Emily McLaughlin, President

Like a flower, I grew right before your eyes. You watched as I began to develop my petals and stabilize myself in the ground beneath me. We found our way together, through every storm, through every drought. But humans, just like flowers, don’t stand tall and regal forever. There comes to a point where the amber beauty of a flower’s petals wears thin, much like you.  The skin you wear now is muted, and your structure is something near a skeleton, skinny to the bone. The person you once were is attenuated, as you barely have motion like you once did. The walls surrounding you are albescent and harsh to the eyes—what an awful place to die. Strapped to a bed, draped with thin blankets, you remind me much of a prisoner. Not to your bed, but seemingly, your own body.  A prisoner to the disease that is destroying you from the inside, you have no escape. 

I watch as the doctors walk in, giving the same dose of medications, the same dose that never seems to work. Blue pills, yellow pills, orange. One singular red every other day, and a green one three times a day. You tell me that you pretend you are eating the fruit that coincides with the color of that specific pill. So instead of taking multiple drugs a day, you are eating a variety of the richest fruits in the world. Apples, pears, bananas, blueberries, kiwis — that sounds a lot better than Cyclophosphamide or Arsenic trioxide. I catch you gazing at the almost translucent but lightly tinted IV fluid as it drips into your body. I wonder what you may be thinking. Do you feel like this is worth it?

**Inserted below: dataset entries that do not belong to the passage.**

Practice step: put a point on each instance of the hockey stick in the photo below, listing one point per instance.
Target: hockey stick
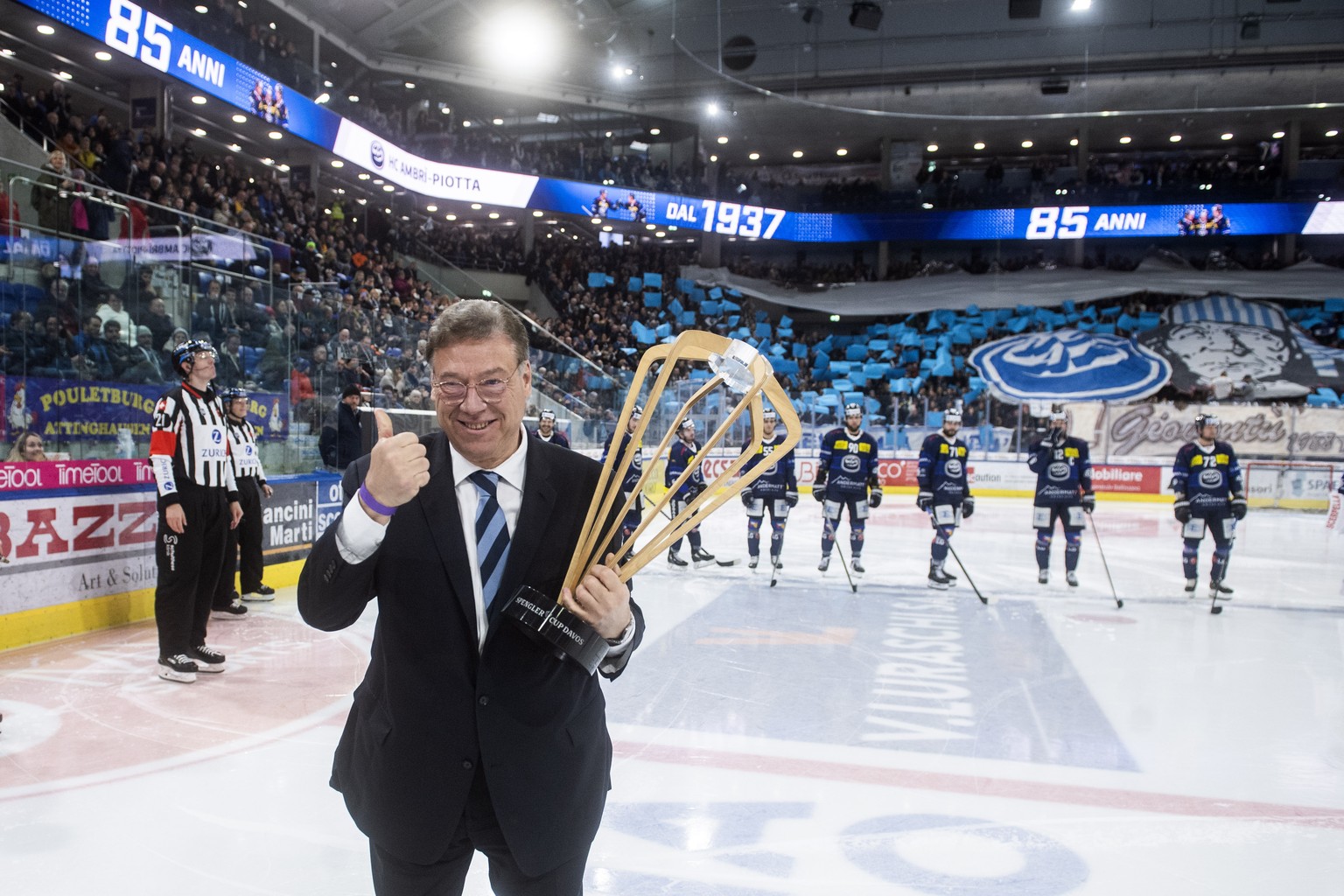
(722, 564)
(1103, 564)
(1213, 597)
(953, 551)
(844, 564)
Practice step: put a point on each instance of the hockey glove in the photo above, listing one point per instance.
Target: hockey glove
(1181, 509)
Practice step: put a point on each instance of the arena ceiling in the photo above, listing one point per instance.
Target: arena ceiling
(800, 75)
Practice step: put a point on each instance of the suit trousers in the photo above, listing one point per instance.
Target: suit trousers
(190, 567)
(478, 830)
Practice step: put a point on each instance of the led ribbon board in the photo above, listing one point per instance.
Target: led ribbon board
(130, 29)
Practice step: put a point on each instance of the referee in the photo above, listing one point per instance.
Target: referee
(252, 485)
(198, 506)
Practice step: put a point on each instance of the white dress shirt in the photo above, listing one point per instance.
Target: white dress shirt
(359, 536)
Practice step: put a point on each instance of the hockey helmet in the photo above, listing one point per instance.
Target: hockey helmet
(187, 352)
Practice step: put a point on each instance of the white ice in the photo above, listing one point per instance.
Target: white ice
(800, 739)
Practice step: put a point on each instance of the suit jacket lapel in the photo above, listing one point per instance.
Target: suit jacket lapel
(438, 504)
(534, 519)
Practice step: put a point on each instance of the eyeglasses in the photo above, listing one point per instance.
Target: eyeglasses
(489, 391)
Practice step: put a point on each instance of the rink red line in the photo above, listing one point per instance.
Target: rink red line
(978, 786)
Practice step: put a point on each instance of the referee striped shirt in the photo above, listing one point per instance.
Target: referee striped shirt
(190, 444)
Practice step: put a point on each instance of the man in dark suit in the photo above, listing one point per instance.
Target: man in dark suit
(466, 735)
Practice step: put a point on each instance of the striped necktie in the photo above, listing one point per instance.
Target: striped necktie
(491, 534)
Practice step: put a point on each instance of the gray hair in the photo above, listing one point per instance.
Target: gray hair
(473, 320)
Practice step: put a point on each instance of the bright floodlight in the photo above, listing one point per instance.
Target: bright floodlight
(521, 39)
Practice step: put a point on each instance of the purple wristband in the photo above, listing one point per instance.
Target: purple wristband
(371, 502)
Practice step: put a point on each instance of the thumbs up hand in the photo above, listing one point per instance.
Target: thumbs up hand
(398, 468)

Your flowers are replaced almost daily, as people flood in with support. You can tell which flowers have just been brought in, as they look contemporary and stand upright. The dying, older flowers-it is apparent to see they have lived their life cycle. I pick out a wilting daisy from one of your many bouquets and hold its limp stem in my hands. It reminds me a lot of you. Once so vivacious, but still in their final hours, when all forces in the world have told them their time is up, tragically beautiful. This daisy has lived through its life cycle, but I can’t help but feel like you have not. It is unfair that some get to live the entirety of their lives while others have theirs cut short for seemingly no reason. I look down to see the daisy crushed between my fingertips. I must be going mad when it has come to the point where I’m getting enraged at a daisy. 

And just like that daisy, I crushed between my fingers, you took your final bow on the stage we call life, and I had to watch as the world crushed you. I knew you were at peace and no longer living in agony. You were no longer bound to your bed and instead, free to go further than any being could comprehend. But with every passing daisy, not one will ever compare to you.